[Based on an exclusive interview with Dr Ann Ginsberg, Vice President of Scientific Affairs, Aeras, at the ongoing 42nd Union World Conference on Lung Health, Lille, France]
Around 2 billion people or one third of the world population are estimated to be infected with the TB bacterium and are at risk of developing the disease. One in every 10-20 of those people will become sick with active TB in his or her lifetime. If not treated, each of these persons with active TB can infect 10 to 15 people in a year. TB is a leading killer of people living with HIV, as they have a much weakened immune system. According to the latest data, there were 8.8 million new cases of TB in 2010 and the disease killed a staggering 1.4 million people. Many more struggle with the disease which apart from causing human suffering, slows down economic growth. The annual economic loss is estimated to be 0.52% of the world’s gross national income. Although poverty driven, TB is present in all continents. It is said that 'the situation is serious in Europe, alarming in Africa and worrisome in parts of Asia.'
Dr Ann Ginsberg, currently Vice President of Scientific Affairs at Aeras, has earlier worked with the Global Alliance for TB Drug Development (TB Alliance) and thus has the double distinction of being involved with development of new drugs as well as vaccines for TB. She humbly concedes that, “Although I worked for almost a decade on new drug regimens for TB, vaccines have really been my passion from the beginning—primarily TB vaccines.”

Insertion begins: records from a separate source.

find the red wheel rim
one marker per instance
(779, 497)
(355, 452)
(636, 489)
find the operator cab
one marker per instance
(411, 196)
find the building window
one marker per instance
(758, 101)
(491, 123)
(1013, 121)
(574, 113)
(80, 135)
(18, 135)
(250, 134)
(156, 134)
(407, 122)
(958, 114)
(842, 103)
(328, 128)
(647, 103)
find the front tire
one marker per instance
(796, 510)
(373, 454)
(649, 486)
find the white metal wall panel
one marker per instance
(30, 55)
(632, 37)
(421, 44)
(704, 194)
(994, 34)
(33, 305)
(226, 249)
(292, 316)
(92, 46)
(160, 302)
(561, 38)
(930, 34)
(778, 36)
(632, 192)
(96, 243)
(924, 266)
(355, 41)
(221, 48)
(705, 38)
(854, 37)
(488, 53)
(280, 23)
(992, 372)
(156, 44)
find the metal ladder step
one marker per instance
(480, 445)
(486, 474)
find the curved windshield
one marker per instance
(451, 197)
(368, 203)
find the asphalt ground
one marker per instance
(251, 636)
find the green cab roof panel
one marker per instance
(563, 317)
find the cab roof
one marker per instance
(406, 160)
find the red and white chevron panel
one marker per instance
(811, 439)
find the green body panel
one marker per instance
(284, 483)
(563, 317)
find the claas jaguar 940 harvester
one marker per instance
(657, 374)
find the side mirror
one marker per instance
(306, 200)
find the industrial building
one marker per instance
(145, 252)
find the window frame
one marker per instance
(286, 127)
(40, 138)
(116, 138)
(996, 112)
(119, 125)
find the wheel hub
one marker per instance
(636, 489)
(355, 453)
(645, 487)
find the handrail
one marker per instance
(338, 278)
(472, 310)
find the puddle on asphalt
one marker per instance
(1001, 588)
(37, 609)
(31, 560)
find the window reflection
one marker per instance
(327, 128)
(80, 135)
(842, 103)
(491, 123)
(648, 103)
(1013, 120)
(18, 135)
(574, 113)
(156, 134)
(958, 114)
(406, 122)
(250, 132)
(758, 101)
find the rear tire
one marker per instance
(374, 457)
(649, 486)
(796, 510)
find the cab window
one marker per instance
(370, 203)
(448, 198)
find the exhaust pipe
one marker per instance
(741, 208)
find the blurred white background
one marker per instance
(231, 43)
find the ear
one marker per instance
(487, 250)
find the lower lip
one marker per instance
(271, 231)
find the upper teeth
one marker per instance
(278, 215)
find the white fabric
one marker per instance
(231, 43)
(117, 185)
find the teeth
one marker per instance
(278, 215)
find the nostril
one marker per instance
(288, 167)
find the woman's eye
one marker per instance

In her words, “To really eliminate TB as a public health problem, we need both drugs and vaccines. Due to a huge pool of latent TB, there are going to be TB patients for a long time and they need to be treated with better and shorter regimens than what are currently available. But, ultimately to get to the root of the TB problem and to break the cycle of transmission, we need to have effective vaccines. I say vaccines because just one is not likely to be effective in all the different populations. Of course the ideal situation would be to have a single vaccine that could work for all—from infants to grandparents, in HIV infected and HIV non infected populations, and in latently infected and non infected people. But this is a very tall order. So more likely we are going to need different vaccines.”
“The TB vaccine pipeline looks more promising than ever. When I was last involved with TB vaccines, almost a decade ago, there was only one candidate [in clinical trials], but as of now we have a very robust pipeline. Globally there are 12 vaccines in the clinical stages, and many more in the discovery/preclinical stages with different organizations. Many different approaches are being tried and this is very important, because still a lot is unknown about the protective host immune response. So we have to experiment with many different approaches and find out what works and what does not work. Not understanding the fundamental biology is one of the major impediments in TB vaccine development. We know that 90% of the human beings who get infected with M Tuberculosis Bacillus never develop TB. So the human body has its own mechanism to protect against TB. But scientists still do not understand the immunology well enough to be smart enough to design model vaccines. So developing better models and better understanding of the whole immune response will go a long way to helping us improve the vaccine candidates. And this is exactly what is happening now. We are trying different vectors, platforms and antigens in order to get the best.”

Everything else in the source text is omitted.